Today's CIA is not the Red Army of the 1940s. But the analogy should still give us pause. We purge the CIA at our own peril. Removing some of the CIA's top officials may make it less prone to leak; less prone to disagreement with the Bush administration. But it will also make it a much poorer intelligence agency. To be effective, the CIA must tell the boss like it is — not how the boss wants it to be. If CIA officers are worried about being purged, they're not going to do their jobs very well, and they're certainly not going to take risks to get the job done.

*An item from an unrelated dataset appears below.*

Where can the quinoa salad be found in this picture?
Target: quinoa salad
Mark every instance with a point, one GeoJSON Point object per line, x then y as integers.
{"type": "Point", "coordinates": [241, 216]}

Assuming that the reports of purges is at all accurate, we really have to wonder whether the current administration is mature enough to trust with the responsibility and power necessary to fighting the war on terrorism. Removing people who are ineffective or hampering the pursuit of terrorists makes sense, if done carefully (keeping in mind Carter's emphasis on the fact that the CIA isn't exactly rolling around in extra employees who can step in to fill vacant slots). Removing people because their political orientation is wrong, regardless of their skills or behavior, is something else.